Update custom schema but mutator didn't work


My Snowplow pipeline is deployed on GCP. And my Iglu server is a static repo hosted on Google Cloud Storage. Recently I met a problem when I wanted to update one of my custom schemas in the Iglu repo. I added a new property in the schema, and uploaded and overwrote it onto GCS with the same name “1-0-0”. Using the same name is because there are already a large amount of data stored with this version, and I didn’t want to lose them. But I found BigQuery Mutator could not help me update the new schema in BigQuery. If I ssh into the VM and use mutator add-column, it will also report an error. So my current solution is to manually update the BigQuery table schema through bq command line. I am not sure whether it is a good practice, or whether it will cause some issues in the future. Is there any suggestion or better practice for such a situation?

Best practice is to never modify a schema once it has been deployed to production and to treat it as immutable.

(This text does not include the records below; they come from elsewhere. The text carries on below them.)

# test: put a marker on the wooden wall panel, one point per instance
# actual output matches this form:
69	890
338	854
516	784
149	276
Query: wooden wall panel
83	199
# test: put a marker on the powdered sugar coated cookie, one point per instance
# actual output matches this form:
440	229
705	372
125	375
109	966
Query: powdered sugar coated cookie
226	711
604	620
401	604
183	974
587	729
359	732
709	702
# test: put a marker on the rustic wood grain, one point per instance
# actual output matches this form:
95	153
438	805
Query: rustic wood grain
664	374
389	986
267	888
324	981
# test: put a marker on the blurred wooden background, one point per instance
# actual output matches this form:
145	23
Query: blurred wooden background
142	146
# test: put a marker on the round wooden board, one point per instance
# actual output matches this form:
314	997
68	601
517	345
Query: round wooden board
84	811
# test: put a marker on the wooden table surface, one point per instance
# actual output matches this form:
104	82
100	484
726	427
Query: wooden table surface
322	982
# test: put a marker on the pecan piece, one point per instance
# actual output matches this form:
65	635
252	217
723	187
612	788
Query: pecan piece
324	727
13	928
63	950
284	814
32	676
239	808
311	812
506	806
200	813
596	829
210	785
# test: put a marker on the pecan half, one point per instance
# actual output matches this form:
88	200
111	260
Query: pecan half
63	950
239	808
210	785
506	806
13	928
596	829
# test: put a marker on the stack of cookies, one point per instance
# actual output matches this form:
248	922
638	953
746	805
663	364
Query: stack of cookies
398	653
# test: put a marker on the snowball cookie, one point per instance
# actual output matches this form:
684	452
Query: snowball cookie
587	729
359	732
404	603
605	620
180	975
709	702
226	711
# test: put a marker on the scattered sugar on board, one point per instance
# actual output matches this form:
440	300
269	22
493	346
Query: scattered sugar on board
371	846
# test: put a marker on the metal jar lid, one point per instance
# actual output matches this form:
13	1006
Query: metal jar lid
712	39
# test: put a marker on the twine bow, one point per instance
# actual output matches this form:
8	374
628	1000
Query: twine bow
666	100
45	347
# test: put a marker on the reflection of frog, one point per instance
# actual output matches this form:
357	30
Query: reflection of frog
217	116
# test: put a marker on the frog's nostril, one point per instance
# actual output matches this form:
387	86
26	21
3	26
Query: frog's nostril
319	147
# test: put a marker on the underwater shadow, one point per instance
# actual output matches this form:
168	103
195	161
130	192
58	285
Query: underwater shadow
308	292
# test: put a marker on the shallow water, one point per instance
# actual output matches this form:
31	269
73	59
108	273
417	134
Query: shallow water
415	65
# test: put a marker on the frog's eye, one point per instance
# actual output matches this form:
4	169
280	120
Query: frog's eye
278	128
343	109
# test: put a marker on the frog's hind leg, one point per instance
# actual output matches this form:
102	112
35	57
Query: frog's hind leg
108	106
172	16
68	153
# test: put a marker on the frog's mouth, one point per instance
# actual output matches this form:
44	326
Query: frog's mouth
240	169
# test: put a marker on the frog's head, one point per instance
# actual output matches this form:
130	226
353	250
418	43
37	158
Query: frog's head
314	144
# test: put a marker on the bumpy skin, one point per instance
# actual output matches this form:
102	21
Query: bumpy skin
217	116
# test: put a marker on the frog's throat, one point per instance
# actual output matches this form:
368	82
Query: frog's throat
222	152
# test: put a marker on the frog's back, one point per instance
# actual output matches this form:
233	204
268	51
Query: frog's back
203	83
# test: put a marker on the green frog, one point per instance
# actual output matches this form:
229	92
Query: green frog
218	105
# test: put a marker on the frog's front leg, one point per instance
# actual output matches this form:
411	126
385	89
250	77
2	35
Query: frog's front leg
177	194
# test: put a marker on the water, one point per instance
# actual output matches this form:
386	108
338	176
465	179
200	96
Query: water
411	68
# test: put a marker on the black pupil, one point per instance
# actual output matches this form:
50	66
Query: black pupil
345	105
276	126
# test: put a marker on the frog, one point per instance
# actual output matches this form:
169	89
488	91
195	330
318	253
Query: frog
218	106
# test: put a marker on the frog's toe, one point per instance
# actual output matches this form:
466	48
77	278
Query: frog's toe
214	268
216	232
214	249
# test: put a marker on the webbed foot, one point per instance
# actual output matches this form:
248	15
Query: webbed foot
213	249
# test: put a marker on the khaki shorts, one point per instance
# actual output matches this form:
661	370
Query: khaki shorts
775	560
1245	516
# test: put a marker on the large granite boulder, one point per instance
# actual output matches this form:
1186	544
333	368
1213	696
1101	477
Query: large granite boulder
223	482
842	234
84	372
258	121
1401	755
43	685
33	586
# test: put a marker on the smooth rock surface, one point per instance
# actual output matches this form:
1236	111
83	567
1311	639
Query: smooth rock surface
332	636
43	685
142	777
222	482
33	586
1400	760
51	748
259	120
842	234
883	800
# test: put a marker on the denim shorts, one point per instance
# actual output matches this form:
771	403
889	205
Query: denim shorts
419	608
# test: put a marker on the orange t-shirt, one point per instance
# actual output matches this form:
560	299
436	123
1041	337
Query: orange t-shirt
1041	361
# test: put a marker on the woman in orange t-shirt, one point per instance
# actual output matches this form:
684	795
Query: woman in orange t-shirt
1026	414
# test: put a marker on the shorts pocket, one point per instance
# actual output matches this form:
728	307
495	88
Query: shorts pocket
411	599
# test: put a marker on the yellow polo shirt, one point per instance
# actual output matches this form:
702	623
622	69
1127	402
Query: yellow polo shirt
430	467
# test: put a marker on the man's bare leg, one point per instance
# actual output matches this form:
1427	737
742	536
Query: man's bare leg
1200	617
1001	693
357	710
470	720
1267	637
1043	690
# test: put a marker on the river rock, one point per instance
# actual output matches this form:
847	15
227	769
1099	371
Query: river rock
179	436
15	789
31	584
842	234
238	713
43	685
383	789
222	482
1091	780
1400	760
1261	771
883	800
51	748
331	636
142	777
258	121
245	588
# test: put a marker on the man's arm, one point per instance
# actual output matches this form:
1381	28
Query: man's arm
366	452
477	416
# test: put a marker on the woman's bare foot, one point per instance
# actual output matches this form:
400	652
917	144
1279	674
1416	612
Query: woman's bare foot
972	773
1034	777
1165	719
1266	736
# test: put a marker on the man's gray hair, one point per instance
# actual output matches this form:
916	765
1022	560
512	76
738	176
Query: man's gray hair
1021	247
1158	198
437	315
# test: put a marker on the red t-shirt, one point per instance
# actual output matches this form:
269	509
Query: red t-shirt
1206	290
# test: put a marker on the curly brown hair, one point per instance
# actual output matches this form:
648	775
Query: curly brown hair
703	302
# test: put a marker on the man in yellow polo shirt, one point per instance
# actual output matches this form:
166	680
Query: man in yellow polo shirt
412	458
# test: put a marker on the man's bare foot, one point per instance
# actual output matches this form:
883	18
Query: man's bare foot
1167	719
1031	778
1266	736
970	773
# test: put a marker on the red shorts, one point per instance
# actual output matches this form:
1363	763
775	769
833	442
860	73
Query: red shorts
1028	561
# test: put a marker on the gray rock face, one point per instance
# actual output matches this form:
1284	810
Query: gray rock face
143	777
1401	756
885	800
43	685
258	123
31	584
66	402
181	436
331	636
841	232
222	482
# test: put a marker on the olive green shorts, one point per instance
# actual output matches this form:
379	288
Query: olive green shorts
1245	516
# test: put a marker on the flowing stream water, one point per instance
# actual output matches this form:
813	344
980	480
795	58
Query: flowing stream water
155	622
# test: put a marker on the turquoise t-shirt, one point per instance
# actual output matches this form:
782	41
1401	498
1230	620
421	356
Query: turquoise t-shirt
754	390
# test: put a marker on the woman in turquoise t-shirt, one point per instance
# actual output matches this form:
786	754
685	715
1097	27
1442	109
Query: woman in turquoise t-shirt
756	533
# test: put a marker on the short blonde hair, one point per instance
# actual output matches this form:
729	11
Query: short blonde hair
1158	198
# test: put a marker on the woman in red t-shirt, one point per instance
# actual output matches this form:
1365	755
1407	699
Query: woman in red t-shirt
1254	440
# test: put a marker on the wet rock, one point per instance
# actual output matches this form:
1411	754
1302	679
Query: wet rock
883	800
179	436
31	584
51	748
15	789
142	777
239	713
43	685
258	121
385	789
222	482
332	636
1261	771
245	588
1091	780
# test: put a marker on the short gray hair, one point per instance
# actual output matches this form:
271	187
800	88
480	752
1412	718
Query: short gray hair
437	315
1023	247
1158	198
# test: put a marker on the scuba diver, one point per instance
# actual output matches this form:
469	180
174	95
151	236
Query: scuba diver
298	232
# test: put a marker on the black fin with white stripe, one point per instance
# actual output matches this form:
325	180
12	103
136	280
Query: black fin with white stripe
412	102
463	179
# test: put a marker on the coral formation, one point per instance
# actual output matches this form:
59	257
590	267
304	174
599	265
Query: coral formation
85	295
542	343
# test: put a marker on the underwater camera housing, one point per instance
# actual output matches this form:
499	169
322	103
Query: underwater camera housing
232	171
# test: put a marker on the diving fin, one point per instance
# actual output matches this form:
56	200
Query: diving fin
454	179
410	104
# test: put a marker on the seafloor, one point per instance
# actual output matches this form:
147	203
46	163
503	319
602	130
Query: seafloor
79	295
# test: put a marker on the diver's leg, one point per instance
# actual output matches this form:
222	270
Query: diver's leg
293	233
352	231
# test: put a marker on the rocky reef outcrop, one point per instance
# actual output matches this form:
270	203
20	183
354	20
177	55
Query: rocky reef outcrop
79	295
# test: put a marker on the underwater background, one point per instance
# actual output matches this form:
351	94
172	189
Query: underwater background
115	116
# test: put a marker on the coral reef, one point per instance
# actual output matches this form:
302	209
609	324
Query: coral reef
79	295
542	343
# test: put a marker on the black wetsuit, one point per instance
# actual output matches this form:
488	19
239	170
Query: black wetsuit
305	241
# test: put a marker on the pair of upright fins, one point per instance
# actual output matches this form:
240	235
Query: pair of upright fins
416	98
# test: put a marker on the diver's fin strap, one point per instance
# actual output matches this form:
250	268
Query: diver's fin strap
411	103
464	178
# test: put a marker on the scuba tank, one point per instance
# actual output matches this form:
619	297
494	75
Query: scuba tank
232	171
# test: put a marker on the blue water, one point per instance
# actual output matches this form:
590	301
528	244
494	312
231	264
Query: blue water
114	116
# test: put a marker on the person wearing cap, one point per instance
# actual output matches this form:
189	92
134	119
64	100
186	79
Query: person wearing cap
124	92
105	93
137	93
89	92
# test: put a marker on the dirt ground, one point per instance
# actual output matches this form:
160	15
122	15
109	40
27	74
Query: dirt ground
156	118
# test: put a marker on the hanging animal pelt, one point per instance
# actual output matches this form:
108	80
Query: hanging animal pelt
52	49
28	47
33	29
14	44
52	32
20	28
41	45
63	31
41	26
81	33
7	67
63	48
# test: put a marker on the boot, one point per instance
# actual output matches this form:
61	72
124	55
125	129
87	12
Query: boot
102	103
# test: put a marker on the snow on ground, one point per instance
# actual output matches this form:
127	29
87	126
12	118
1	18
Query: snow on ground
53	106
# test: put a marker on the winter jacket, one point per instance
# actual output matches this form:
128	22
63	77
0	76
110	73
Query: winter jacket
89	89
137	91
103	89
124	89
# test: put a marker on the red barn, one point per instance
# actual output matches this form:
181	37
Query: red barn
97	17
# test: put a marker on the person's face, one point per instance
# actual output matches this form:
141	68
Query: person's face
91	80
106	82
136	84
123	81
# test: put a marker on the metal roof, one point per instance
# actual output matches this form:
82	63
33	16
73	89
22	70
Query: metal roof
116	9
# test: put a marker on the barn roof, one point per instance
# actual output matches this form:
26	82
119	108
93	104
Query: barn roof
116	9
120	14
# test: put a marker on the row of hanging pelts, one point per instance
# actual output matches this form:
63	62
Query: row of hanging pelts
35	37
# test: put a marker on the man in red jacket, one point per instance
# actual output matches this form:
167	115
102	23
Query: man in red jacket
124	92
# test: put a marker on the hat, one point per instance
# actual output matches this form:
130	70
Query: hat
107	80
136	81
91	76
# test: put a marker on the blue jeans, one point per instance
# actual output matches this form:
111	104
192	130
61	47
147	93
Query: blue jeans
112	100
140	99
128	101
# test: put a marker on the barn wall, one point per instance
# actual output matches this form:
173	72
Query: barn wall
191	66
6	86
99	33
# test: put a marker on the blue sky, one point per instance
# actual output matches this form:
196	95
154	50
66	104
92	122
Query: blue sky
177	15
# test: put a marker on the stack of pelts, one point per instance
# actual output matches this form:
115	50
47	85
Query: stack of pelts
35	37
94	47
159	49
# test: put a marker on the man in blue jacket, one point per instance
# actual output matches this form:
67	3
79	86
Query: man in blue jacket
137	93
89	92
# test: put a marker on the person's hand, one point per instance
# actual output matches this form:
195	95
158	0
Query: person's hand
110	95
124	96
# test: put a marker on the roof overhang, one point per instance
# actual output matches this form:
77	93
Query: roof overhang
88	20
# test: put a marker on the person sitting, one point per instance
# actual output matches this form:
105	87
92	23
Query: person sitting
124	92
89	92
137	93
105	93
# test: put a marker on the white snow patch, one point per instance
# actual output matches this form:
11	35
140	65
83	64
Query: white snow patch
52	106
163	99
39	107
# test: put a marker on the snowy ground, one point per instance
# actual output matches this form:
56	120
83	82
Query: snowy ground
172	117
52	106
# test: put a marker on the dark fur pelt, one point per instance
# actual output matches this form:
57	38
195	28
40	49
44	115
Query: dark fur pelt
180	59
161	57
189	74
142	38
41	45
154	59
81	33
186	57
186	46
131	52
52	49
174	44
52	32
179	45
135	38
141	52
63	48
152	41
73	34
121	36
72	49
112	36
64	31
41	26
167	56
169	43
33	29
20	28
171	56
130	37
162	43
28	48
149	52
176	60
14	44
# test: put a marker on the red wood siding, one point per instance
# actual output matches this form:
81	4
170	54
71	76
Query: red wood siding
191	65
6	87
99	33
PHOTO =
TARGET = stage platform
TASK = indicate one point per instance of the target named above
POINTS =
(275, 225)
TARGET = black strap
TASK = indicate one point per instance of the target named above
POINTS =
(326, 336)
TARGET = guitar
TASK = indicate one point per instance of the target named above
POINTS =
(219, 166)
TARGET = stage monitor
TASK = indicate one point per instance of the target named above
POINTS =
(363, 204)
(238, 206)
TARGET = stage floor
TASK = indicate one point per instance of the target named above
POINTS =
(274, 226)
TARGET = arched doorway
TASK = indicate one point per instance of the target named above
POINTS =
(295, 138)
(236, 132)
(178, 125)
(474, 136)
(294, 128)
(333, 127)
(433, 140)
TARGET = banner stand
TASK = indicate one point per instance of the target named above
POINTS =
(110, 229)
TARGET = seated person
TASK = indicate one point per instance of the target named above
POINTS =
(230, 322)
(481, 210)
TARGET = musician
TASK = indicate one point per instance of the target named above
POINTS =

If you need to add new columns you should use schema versioning to increment the version of your schema - and the mutator will then take care of adding a new column for you (it has no capability to alter existing columns).

Thanks, @mike! And another question is, if I add a schema of a new version like upgrading from 1-0-0 to 1-0-1, and I want to move the data of column 1-0-0 to the column 1-0-1 in bigquery table, and then remove the column 1-0-0, is there any convenient way to do this? Or is it a suggested way?

The suggested way is to COALESCE these columns (either at query time or materialisation) as this will preserve the version associated with the event.

If you are using a data model you can just pick the first non-null value.